We would be nowhere without our secret weapon, mascara. Take a few minutes to relax before you curl your lashes this morning and find out about the historic journey of beauty’s biggest must-have.

It’s been said, “Inner beauty is great, but a little mascara never hurts.” Mascara has been a makeup bag staple since well before we could drive, but the history behind this beauty essential is more than meets the eye.

The product we know today is an evolved form of lash enhancer. In 4000 B.C., women wore kohl to darken their eyelashes, usually for rituals or other ceremonial purposes. Even Cleopatra wore eye paint to create her dramatic, signature look. It wasn’t until the mid-1800s (1840, to be exact) that our beloved lash definer was created for the very first time by the one and only Eugene Rimmel, who founded The House of Rimmel in 1834. Eugene worked primarily on revolutionizing the fragrance industry but also dabbled in personal hygiene and cosmetics, making his creation one we’d be forever grateful for.
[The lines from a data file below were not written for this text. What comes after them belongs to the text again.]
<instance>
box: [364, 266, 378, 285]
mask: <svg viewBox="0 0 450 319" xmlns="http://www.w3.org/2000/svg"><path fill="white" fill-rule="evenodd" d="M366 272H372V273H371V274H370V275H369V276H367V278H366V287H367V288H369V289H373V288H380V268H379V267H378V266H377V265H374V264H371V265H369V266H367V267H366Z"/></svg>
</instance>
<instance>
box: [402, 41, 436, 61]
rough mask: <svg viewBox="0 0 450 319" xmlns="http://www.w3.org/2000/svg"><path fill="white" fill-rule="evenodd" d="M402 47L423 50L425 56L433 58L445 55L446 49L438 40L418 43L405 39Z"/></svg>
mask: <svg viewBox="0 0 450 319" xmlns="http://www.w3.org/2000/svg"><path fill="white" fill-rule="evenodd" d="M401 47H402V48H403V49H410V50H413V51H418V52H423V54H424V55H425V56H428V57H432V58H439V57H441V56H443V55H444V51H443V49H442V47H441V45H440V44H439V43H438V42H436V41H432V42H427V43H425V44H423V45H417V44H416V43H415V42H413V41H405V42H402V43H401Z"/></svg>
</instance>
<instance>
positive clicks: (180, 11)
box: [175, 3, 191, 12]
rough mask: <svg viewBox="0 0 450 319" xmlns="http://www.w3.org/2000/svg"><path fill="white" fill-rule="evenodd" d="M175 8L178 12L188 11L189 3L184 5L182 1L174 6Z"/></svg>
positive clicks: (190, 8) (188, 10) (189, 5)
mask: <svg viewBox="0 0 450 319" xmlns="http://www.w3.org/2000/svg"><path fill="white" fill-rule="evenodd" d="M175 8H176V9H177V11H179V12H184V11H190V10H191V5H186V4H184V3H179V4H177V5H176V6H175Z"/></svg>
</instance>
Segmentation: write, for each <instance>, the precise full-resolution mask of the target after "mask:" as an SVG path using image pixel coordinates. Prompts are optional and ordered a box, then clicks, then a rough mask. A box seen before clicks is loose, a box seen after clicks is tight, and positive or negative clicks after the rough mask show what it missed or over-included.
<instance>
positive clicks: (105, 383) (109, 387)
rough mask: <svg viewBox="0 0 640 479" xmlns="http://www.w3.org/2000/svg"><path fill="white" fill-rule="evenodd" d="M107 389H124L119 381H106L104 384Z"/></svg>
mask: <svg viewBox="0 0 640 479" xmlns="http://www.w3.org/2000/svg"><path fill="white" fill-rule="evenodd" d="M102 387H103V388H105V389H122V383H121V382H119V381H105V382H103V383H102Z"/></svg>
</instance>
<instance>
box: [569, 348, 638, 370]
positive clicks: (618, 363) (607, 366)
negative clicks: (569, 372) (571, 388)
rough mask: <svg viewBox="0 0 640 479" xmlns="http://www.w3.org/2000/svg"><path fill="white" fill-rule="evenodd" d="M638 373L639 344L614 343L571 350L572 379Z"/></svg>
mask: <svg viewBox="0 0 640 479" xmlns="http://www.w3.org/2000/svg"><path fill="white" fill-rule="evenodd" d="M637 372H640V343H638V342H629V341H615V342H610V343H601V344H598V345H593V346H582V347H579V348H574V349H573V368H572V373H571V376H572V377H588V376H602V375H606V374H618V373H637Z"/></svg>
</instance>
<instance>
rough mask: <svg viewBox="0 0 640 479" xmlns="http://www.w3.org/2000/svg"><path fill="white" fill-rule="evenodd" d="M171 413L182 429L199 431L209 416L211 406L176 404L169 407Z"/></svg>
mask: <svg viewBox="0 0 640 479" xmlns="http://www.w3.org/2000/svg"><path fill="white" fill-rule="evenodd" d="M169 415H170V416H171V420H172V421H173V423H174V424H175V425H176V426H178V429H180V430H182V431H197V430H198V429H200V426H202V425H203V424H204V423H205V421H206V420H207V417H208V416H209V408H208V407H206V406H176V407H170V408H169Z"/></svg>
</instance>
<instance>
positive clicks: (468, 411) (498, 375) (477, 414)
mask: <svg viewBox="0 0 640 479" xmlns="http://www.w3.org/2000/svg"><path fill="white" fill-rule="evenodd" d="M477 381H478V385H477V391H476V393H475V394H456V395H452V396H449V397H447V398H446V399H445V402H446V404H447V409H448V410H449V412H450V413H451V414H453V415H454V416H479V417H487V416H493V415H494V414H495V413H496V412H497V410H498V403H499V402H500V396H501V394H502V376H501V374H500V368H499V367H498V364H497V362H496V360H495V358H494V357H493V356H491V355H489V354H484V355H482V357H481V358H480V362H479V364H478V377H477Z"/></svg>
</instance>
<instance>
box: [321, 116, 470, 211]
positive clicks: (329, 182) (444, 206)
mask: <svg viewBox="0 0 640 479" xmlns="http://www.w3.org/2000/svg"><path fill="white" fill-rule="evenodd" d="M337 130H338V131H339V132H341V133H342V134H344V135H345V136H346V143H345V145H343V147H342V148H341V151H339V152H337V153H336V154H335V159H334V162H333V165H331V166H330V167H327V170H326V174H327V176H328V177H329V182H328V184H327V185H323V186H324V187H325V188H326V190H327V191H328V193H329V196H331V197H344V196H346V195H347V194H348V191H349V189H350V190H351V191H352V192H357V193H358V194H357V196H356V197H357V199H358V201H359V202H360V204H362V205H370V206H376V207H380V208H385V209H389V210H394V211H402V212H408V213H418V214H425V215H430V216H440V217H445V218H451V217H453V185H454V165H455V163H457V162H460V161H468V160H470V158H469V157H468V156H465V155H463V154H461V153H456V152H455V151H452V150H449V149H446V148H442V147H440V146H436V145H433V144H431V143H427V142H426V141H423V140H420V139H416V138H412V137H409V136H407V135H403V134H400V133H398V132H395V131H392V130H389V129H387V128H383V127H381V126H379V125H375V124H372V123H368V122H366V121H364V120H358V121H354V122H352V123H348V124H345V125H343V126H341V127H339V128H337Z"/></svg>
Maybelline came more than 50 years later, in 1913, when American chemist T.L. Williams got creative with coal dust and petroleum jelly. Why coin the product “Maybelline”? His sister’s name was Mabel, and his petroleum jelly of choice just so happened to be Vaseline, so thus, a legend was born.

The real winner here, though, is obviously waterproof mascara. A product that allows you to cry during the Notebook and gets you through any and all drama deserves a gold medal as far as we’re concerned. In 1938, Viennese actress Helene Viethaler Winterstein patented the first ever waterproof mascara, and with all of those stage lights, who’s to blame her?

The tube and wand applicator we know and love wasn’t born until the late ’50s, creating a revolution of eyelash perfection. Since then, cosmetic companies have changed the formula and focused on added benefits like volumizing or infusing collagen into the product so our lashes can keep getting longer and darker.

Colored mascara first came around in 1960, with Revlon’s Brush On Mascara, which came in shades like mauve and dark green. Bright, bold lashes became big in the late ’80s and early 90s, at the height of the grunge era, when there was no such thing as “too much makeup.”

There’s no doubt that mascara has come a long way. Accentuating our favorite feature with our favorite beauty product just keeps getting more and more fun, with bold colors, new formulas, and new ways of lengthening and defining. What’s next for beauty’s biggest must-have?